Au titre de l’article 18 de la Loi n° 2016-48 du 11 juillet 2016 de la Banque Centrale de la Tunisie, relative aux banques et aux établissements financiers : « est considéré établissement financier, toute personne morale qui exerce à titre habituel, les opérations bancaires visées par le premier article du présent titre à l’exception des opérations de collecte des dépôts du public et de mise à disposition de la clientèle des moyens de paiement.

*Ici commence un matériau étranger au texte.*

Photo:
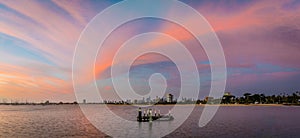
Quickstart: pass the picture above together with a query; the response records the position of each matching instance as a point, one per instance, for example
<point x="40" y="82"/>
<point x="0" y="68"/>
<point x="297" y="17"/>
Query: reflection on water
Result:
<point x="68" y="121"/>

Les activités d’un établissement financier

Le rôle attribué aux établissements financiers consiste principalement à financer le système économique dans un objectif de création de richesse et de valeur : production, emploi et pouvoir d’achat.
L’article 4 du chapitre premier de la Loi n° 2016-48 du 11 juillet 2016 de la Banque Centrale de la Tunisie spécifie les activités liées aux établissements financiers.
Ses activités sont :
– Les opérations d’octroi de crédits sous toutes leurs formes. – Les opérations de leasing. – Les opérations portant sur le service de gestion des crédits « factoring ».
– Les opérations bancaires islamiques.
Pour les besoins de notre étude, c’est à l’activité de crédit qu’on va s’intéresser de plus prés.
En effet, les établissements financiers jouent un rôle principal pour le financement des différents besoins des particuliers et des entreprises.
L’octroi de crédit est donc une fonction capitale, d’une part pour les établissements de crédits qui aspirent à la réalisation de profits, d’autre part pour les agents économiques qui se préoccupent de leurs financements et leurs développements.
Cependant l’activité de crédit n’est pas exempte de risques.
Bien au contraire, elle est en soit une acceptation inéluctable du crédit.
C’est dans ce contexte que les établissements de crédit se trouvent dans l’obligation d’établir une fiable politique de gestion des risques.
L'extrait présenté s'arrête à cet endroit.